あたしらは着替え終わって、お互いに装束姿を見合ってにやにやしていた。
「とてもお似合いです。クリス様、ジョアン様、デイジー様。サイズはいかがでしょうか? 合っていないようであればすぐにお取替えいたしますので、ご遠慮なさらずに仰ってください」
デイジーがおずおずと口を開く。
「あの、僕のこれって女の人用なんじゃないですか? 僕、男なんですけど……」
キアラ女史がにっこりと笑って答える。
「いいえ、こちらの装束は女性と成人前の男性が着る装束なのです。失礼ではございますが、デイジー様はご成人前でいらっしゃるとお見受けいたしましたので……。それに……」
「それに?」
デイジーが不思議そうな顔で聞き返すと、キアラ女史が妙に熱心な表情で言う。
「そちらの装束はデイジー様にとてもよく似合っておいでです。首飾りやティアラ、耳飾りなどの装飾品もございますので、よろしければ是非……」
「いえ。いいです、お気持ちだけで。ありがとう」
デイジーが苦笑いしながら答えたので、クリスとあたしは顔を見合わせてくすくす笑った。クリスがデイジーに言う。

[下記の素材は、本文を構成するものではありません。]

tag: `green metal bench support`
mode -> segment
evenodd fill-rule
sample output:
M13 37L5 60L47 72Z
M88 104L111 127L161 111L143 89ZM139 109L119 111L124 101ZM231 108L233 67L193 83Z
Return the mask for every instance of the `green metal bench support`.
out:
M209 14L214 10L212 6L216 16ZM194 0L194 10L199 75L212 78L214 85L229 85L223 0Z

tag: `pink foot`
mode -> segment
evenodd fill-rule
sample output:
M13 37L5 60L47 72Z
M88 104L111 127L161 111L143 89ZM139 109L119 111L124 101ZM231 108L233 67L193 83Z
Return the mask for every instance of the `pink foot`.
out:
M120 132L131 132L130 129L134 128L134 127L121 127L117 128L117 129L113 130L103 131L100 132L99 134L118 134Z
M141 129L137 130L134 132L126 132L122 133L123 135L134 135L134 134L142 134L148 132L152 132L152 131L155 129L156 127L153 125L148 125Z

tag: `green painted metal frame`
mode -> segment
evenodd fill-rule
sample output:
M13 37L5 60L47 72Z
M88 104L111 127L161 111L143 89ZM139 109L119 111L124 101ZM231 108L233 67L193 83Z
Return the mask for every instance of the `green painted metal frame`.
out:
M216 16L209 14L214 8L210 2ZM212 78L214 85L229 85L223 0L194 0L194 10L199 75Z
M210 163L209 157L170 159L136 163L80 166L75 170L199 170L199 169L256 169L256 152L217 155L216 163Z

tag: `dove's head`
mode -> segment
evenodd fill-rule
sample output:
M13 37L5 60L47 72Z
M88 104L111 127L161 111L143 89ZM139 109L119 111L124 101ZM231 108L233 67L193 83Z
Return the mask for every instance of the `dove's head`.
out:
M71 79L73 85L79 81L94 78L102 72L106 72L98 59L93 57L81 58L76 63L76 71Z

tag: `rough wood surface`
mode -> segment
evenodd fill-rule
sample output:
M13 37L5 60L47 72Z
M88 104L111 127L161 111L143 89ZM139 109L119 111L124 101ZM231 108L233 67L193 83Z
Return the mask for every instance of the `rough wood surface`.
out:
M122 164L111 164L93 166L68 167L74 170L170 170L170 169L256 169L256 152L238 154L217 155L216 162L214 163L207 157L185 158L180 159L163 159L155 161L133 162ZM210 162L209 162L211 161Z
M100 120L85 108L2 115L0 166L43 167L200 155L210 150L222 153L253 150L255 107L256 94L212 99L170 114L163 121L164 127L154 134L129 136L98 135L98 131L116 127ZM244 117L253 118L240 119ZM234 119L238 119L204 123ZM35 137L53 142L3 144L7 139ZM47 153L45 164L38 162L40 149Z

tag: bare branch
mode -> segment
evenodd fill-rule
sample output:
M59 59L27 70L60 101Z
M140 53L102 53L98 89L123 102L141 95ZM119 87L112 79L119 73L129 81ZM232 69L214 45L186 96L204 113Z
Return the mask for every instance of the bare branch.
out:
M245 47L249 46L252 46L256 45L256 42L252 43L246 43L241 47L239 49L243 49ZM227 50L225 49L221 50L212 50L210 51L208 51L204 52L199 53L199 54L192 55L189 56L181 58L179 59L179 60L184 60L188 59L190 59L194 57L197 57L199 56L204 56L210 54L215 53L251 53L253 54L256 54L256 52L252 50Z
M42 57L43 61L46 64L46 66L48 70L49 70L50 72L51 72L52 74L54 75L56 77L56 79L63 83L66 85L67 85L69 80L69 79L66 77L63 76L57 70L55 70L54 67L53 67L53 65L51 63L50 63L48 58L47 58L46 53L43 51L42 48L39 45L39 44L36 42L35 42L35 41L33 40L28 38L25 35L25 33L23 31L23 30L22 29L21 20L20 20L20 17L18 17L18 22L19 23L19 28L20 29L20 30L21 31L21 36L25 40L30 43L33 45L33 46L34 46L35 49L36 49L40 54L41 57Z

「ほんとうによく似合ってますよ、デイジー。とってもかわいいわ」
「僕は男なんだってば!」
デイジーは、ぷりぷりして言い返した。
クリスがキアラ女史に向き直って言う。
「キアラさん、私たちは軍の任務を行うにあたって、AIのサポートを許されています。名前はベティ、彼女が私たちにとってかけがえのない存在であることをご理解いただいた上で、キアラさんにもこれをつけていただきたいのですが、ご了承いただけるでしょうか」
そう言ってクリスは、キアラ女史に予備のインカムを差し出した。
キアラ女史は、にっこり笑ってインカムを受け取った。
「はい。承知いたしました。これをつければよいのですね?」
キアラ女史は、わずかなためらいも見せずにインカムをつけた。あたしらを信頼してくれているのだと思った。ありがたいことだ。あたしは既に彼女を尊敬していたので、その気持ちが嬉しかった。
ベティが、キアラ女史に自己紹介をする。
「初めまして、キアラさん。私は、自立自由思考型AIのベティと申します。クリスたちのサポートが主な仕事です。できましたら、私もファティマ王女様をお守りすることにお役に立たせていただきたいと考えております。よろしくお願いいたします」
キアラ女史がにっこり笑って答える。
「初めまして、ベティさん。キアラです。ファティマ王女の側近を努めております。是非、そのお力をお貸しください。こちらこそよろしくお願いしますね」
AIに対して話しかける感じじゃななかった。きっとベティの話し口を聞いて、普通の人間に対するのと同じようにするべきだと思ってくれたんだろう。あたしは、自分の家族を大切にしてもらえて嬉しかった。
キアラ女史が扉の方に向かって歩きながら言う。
「王宮の裏手に私の車が止めてありますので、そちらへ参りましょう。古い車ですが、乗り心地は悪くないですよ」
キアラ女史に案内されて、あたしらは王宮の裏手に止めてあった小さな古い車に乗り込んだ。キアラ女史は運転席に座る。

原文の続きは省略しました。